84 Dit was de inwijding des altaars van de oversten van Israel, op den dag als hetzelve gezalfd werd: twaalf zilveren schotels, twaalf zilveren sprengbekkens, twaalf gouden reukschalen.
Ésta fue la dedicación del altar el día cuando fue ungido por los jefes de Israel: 12 bandejas de plata, 12 tazones de plata y 12 recipientes de oro.
85 Een zilveren schotel was van honderd dertig sikkelen, en een sprengbekken van zeventig; al het zilver van de vaten was twee duizend en vierhonderd sikkelen, naar den sikkel des heiligdoms.
Cada bandeja era de 1,43 kilogramos, cada tazón de 770 gramos. El total de la plata de estos utensilios fue de 26,4 kilogramos, según el siclo del Santuario.
86 Twaalf gouden reukschalen van reukwerks; elke reukschaal was van tien sikkelen, naar den sikkel des heiligdoms; al het goud der reukschalen was honderd en twintig sikkelen.
Los 12 recipientes de oro llenos de incienso eran de 110 gramos cada recipiente, según el siclo del Santuario. El total del oro de los recipientes fue de 1,32 kilogramos.
87 Al de runderen ten brandoffer waren twaalf varren, twaalf rammen, twaalf eenjarige lammeren, met hun spijsoffer; en twaalf geitenbokken ten zondoffer.
El total de los animales para el holocausto fue 12 becerros, 12 carneros, 12 corderos añales con su ofrenda vegetal y 12 machos cabríos para el sacrificio por el pecado.
88 En al de runderen ten dankoffer waren vier en twintig varren, de rammen zestig, de bokken zestig, de eenjarige lammeren zestig. Dit is de inwijding des altaars, nadat hetzelve gezalfd was.

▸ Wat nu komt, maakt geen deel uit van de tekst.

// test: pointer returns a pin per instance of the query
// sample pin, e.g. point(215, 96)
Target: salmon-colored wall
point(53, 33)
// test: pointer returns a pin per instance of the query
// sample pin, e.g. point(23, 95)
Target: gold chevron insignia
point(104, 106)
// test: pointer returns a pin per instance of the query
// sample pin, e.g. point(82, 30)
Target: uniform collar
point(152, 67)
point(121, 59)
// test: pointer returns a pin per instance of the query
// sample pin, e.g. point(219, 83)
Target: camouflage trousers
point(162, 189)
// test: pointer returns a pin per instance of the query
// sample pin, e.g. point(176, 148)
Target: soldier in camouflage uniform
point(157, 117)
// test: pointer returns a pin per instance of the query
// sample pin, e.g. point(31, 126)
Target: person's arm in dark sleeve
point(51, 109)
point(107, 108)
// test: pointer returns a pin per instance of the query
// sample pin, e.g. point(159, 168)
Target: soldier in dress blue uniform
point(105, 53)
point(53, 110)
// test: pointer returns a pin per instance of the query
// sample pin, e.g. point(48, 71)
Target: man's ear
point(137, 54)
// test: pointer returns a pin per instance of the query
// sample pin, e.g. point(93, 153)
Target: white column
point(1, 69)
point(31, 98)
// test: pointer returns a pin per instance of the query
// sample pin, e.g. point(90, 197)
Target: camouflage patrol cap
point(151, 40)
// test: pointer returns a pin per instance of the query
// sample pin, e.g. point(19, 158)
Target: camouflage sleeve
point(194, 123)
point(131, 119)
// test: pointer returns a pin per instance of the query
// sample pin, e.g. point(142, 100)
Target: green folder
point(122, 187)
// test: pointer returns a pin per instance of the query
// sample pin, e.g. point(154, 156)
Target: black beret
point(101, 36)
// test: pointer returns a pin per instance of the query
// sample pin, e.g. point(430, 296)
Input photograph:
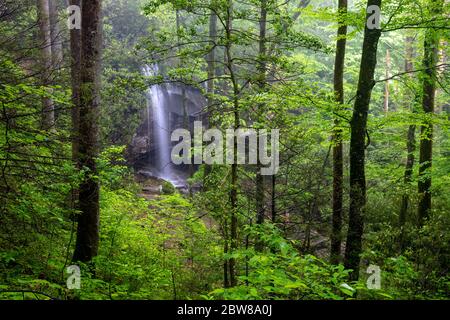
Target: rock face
point(182, 103)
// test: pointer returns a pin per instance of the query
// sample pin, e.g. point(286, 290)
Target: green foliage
point(281, 272)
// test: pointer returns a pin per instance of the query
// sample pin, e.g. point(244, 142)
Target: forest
point(224, 150)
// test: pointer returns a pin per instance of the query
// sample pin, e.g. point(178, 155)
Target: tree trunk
point(260, 212)
point(387, 83)
point(88, 222)
point(234, 183)
point(431, 45)
point(410, 144)
point(338, 170)
point(358, 127)
point(75, 55)
point(211, 66)
point(55, 34)
point(48, 110)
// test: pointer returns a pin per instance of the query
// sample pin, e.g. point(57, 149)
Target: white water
point(161, 133)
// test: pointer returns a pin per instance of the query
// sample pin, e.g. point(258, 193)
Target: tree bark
point(431, 45)
point(211, 73)
point(88, 222)
point(410, 144)
point(260, 212)
point(234, 182)
point(358, 127)
point(338, 169)
point(387, 83)
point(55, 35)
point(48, 110)
point(75, 55)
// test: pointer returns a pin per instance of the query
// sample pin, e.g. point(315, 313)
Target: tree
point(55, 35)
point(75, 55)
point(358, 126)
point(411, 143)
point(88, 222)
point(338, 172)
point(430, 58)
point(48, 112)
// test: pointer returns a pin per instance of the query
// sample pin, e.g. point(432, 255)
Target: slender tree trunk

El total de los animales para el sacrificio de paz fue de 24 becerros, 60 carneros, 60 machos cabríos y 60 corderos añales. Ésta fue la ofrenda para la dedicación del altar después de ser ungido.
89 En als Mozes in de tent der samenkomst ging, om met Hem te spreken, zo hoorde hij een stem tot hem sprekende, van boven het verzoendeksel, hetwelk is op de ark der getuigenis, van tussen de twee cherubim. Alzo sprak Hij tot hem.
Cuando Moisés entraba en el Tabernáculo de Reunión para hablar con ʼElohim, oía la voz que le hablaba desde encima del Propiciatorio que estaba sobre el Arca del Testimonio, de entre los dos querubines.